Las fallas que frenan la innovación
MAXIMILIANO SANTA CRUZ Socio de Santa Cruz IP, exdirector de Inapi
Hace 10 años, 400 científicos chilenos -incluidos premios nacionales y presidentes de sociedades científicas- alertaron en una carta titulada “Nuestros gobiernos han elegido la ignorancia”, sobre los males estructurales del sistema nacional de ciencia e innovación: baja inversión, escasas capacidades tecnológicas, pocos investigadores, empresas que innovan poco, falta de políticas de largo plazo e institucionalidad, y una débil conexión entre ciencia y desarrollo del país.
Una década después, casi nada ha cambiado. Chile pasó del puesto 42 al 51 en el Índice Global de Innovación (GII). La dificultad no es la falta de inversión, pues los inputs -recursos y condiciones para innovar, como educación, inversión, instituciones e infraestructura- bajaron solo del lugar 36 al 43. El problema es el desplome de los outputs o resultados -patentes, empresas, productos, publicaciones, exportaciones tecnológicas y creativas-, que cayeron del 48 al 63. Es decir, Chile invierte, pero no convierte. La brecha entre conocimiento e impacto se amplía: en 2015 el desajuste entre insumos y resultados era de 12 puntos; hoy es de 20.
“Chile invierte, pero no convierte. La ciencia chilena se produce en las universidades, pero rara vez llega a la economía”.
Desde hace más de 15 años, el gasto en I+D ronda el 0,4% del PIB, de los cuales menos del 30% proviene del sector empresarial (el promedio de la OCDE supera el 65%). En capital humano, Chile apenas avanza un puesto (del 57 al 56), se mantiene en el 62 en investigadores por millón de habitantes y cae del 58 al 73 en graduados en ciencia e ingeniería. En la relación entre ciencia e industria, Chile retrocede del puesto 37 al 69 en colaboración en I+D, y cae al lugar 100 -de 139 países- en publicaciones conjuntas entre universidades y empresas. Es decir, la ciencia chilena se produce en las universidades, pero rara vez llega a la economía.

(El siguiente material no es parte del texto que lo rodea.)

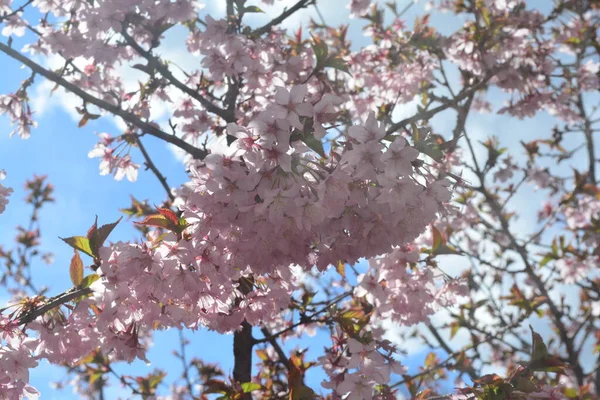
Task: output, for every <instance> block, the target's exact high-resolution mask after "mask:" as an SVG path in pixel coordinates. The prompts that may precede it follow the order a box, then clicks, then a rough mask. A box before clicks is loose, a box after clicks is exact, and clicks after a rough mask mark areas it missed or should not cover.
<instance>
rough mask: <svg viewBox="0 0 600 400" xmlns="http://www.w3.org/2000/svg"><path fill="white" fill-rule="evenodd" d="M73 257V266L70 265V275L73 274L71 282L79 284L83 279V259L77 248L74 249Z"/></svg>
mask: <svg viewBox="0 0 600 400" xmlns="http://www.w3.org/2000/svg"><path fill="white" fill-rule="evenodd" d="M73 252H74V253H75V254H73V258H71V266H70V267H69V275H71V282H73V285H75V286H79V285H80V284H81V282H82V281H83V261H81V257H80V256H79V252H78V251H77V250H73Z"/></svg>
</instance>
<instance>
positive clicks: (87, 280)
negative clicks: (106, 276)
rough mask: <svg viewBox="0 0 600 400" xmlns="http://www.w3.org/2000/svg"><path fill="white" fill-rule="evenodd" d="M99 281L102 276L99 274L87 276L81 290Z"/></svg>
mask: <svg viewBox="0 0 600 400" xmlns="http://www.w3.org/2000/svg"><path fill="white" fill-rule="evenodd" d="M98 279H100V275H98V274H90V275H88V276H86V277H85V278H83V281H81V285H80V287H81V288H84V289H85V288H88V287H90V286H92V283H94V282H96V281H97V280H98Z"/></svg>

La carta de los 400 pedía también una institucionalidad sólida y políticas de largo plazo. Hubo avances: se creó el Ministerio de Ciencia, la ANID reemplazó a Conicyt y un nuevo Consejo Nacional de CTCI reemplazó al CNID. Pero esta estructura, en apariencia robusta, no ha logrado articular un verdadero sistema. La ANID es criticada por su baja eficiencia, el ministerio ha tenido cuatro titulares en tres años y el Consejo, absurdamente, por ley solo entrega estrategias al final de cada gobierno para que otro las ejecute.
Hoy el sistema de I+D+i chileno sigue siendo disperso, inestable y sin una normativa integral que lo ordene ni le dé continuidad más allá de los ciclos políticos. Urge una ley marco de ciencia e innovación que asegure coordinación interministerial, coherencia y políticas de Estado, como se pedía hace 10 años. En ese contexto, una de las dos prioridades legislativas del Ministerio de Ciencia -el proyecto de ley de transferencia tecnológica- podría ser un buen punto de partida, siempre que no limite su alcance a los fondos administrados por la ANID y dirigidos a instituciones de educación superior, sino que establezca un estatuto unificado para todos los fondos públicos de I+D+i. Así, Chile dejará de ser un país que investiga sin transformar, que forma talento sin aprovecharlo y que invierte en conocimiento sin convertirlo en desarrollo.